Saint-Simon a eu le mérite — à une époque où le machinisme et l’industrialisation n’en étaient qu’à leurs débuts — de proclamer la primauté de l’économie sur la politique, des producteurs sur les féodalités renaissantes, sur les chefs de partis ou d’États, sur la caste militaire ; en un mot, de la primauté des abeilles sur les frelons. A la moitié d’une nouvelle classe sociale est liée la formation d’une élite dirigeante qui, dans la pensée de Saint-Simon, ne doit pas être dominante ; la classe industrielle déborde les frontières et constitue une association universelle qui tend à l’organisation sociale de l’espèce humaine.

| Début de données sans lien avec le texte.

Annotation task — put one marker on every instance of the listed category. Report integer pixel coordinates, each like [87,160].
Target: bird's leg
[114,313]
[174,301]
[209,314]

Produire et organiser l’économie sont les idées maîtresses de Saint-Simon. Si les anarchistes ne peuvent souscrire à l’impératif de la croissance continue, ni accepter une organisation qui maintient le système propriétaire, ils dénoncent le caractère ambigu de la distinction entre direction et domination et ils pensent que la hiérarchie des fonctions, aggravée par la hiérarchie des rémunérations ne fait que perpétuer les inégalités sociales. Non, les anarchistes ne sont pas saint-simoniens.
Où peut-on trouver actuellement sinon des disciples de Saint-Simon, du moins des frères spirituels qui, confrontés avec l’économie moderne, retrouvent et font leur l’essentiel du saint-simonisme ? Sans doute dans ce nouveau socialisme qui a rejeté la doctrine marxiste — officiellement en Allemagne Fédérale et, disons tacitement, en France —. La cogestion qui assure la paix sociale dans l’entreprise entre dirigeants et dirigés, qui garantit la promotion dans l’échelle hiérarchique des producteurs présumés les plus capables, s’accorde avec les vues de Saint-Simon. Et si on lit le fameux « Programme Commun », on constate que le néo- socialisme français maintient les structures fondamentales de la société capitaliste et les hiérarchies traditionnelles. Il semble que le socialisme se réduise à une organisation planifiée de la production, à une croissance économique assurant le plein emploi et à une cogestion strictement hiérarchisée qui n’est que la caricature de cette véritable autogestion que certains socialistes — sincères, enthousiastes et ... candides — appellent de leurs vœux.
Saint-simonisme de gauche, mais aussi saint-simonisme de droite : ainsi réapparaît cette ambiguïté qui caractérise l’école saint-simonienne. Les brillants sujets de l’Ecole Nationale d’Administration — qui fournit à la droite comme à la gauche ses maîtres à penser —, tous ceux qui prônent la croissance continue modérée, la nouvelle société, la concentration, la réforme de l’entreprise, tous réinventent le saint-simonisme.
Tous veulent le changement : les uns le souhaitent sans risque en accordant aux dominés un droit de contrôle qui n’inquiète par les dominants ; les autres le veulent démocratique et, sous le nom de nationalisations, rêvent de l’instauration d’un capitalisme d’État, centralisateur et bureaucratique, avec au sommet une équipe dirigeante d’Administrateurs, de Capacités pour parler comme Saint-Simon.
Ces deux formes de changement présentent le même risque : celui de ne rien changer, car le maintien des structures essentielles de la société et de l’économie perpétue les mêmes hiérarchies et les mêmes inégalités. Les anarchistes rejettent ces résurrections du saint-simonisme : entre Proudhon et Saint-Simon, ils choisissent Proudhon.